Step 12: Scepter Pt 7 - Making the Staff

This bit is really just up to personal style, I made my staff pole to about 70% accuracy for this. 

I simply took a reasonable bit of wood, Cut a slight fat ended ' S ' shape into it with my oscillating multitool.

From there I filleted the edges to give it some curb, And then just sanded it down to give it that rounded smooth shape.

The base of the staff has to be a bit fat to make the staff look balanced, I did this simply buy gluing layers of EVA foam (camping foam mattress) to the base in a fashionable style.  Once you are happy with your foam you simple cover it in builders bog.

Lastly you will have to cut a box shape out of the top of your staff, the reason for this? Your staff will go inside the body of the staff head, and this is where you will place your battery pack.

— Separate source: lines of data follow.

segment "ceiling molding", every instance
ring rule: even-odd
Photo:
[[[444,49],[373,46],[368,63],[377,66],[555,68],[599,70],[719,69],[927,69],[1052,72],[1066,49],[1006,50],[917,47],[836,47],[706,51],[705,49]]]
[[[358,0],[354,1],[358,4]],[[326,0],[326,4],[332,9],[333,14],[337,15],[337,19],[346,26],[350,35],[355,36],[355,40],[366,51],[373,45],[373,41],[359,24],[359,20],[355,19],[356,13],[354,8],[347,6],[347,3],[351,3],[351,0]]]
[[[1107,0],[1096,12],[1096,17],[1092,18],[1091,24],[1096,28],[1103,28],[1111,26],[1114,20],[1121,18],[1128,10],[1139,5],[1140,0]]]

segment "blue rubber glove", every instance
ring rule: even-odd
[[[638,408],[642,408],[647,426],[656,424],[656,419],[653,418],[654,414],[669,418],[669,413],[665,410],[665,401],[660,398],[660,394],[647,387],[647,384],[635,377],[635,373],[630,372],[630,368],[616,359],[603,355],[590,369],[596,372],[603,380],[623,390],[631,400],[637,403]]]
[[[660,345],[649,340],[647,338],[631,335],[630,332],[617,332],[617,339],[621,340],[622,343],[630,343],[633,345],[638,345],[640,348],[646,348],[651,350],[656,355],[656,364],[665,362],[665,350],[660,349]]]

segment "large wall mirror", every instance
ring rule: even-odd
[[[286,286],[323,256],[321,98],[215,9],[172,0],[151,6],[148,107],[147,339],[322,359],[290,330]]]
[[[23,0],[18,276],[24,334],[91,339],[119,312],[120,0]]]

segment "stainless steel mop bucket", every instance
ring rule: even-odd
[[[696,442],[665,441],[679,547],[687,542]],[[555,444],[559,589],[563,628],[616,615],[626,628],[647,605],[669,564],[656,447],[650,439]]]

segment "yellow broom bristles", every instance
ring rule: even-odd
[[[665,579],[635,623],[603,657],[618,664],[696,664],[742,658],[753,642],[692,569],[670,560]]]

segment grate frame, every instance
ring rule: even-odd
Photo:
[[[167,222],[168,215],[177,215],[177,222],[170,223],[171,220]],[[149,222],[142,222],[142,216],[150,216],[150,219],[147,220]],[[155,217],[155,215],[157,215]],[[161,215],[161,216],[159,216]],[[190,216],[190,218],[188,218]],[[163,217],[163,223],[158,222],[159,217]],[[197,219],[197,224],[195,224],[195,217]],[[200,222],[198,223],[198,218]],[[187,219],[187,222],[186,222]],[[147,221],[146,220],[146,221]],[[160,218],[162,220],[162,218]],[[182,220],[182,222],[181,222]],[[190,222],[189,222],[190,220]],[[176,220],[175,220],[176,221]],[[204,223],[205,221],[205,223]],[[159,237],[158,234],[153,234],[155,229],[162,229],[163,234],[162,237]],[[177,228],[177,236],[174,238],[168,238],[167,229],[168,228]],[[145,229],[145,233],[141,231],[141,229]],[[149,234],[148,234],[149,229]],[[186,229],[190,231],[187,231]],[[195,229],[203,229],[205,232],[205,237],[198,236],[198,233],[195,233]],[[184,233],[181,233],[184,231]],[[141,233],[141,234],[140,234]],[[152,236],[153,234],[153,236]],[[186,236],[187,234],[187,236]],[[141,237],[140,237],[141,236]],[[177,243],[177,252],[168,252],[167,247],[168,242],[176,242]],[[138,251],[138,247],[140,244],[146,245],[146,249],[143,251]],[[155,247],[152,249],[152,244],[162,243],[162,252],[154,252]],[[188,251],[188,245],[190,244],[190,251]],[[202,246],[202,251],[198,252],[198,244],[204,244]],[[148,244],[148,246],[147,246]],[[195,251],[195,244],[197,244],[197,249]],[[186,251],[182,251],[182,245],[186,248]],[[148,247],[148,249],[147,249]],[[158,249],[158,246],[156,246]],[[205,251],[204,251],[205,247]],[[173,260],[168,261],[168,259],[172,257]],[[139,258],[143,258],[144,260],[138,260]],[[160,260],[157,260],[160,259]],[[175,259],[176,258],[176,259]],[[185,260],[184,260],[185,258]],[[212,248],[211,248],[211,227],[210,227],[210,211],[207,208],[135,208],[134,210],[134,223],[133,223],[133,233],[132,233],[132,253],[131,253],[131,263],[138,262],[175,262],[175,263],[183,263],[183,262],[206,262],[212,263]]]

Step 13: Scepter Pt 8 - the Orb

Ok, so this parts up to personal style, you can buy glass orbs, crystals, whatever you want for this bit. I personally used whats known as "clear cast resin".  It is a resin and a hardener kit that when combined correctly make a clear transparent material.

To make the right shape, I used Plasticine, made the desired shape, sprayed it with canola spray, then coated it in a few layers of liquid latex.    The liquid latex is to make a mold for casting the resin.

Once you have made a mold about 4mm thick, you then need to make a 2 part mother mold to make sure it doesnt stretch when you do your casting, I used plaster of paris as this does not to be a fancy casting.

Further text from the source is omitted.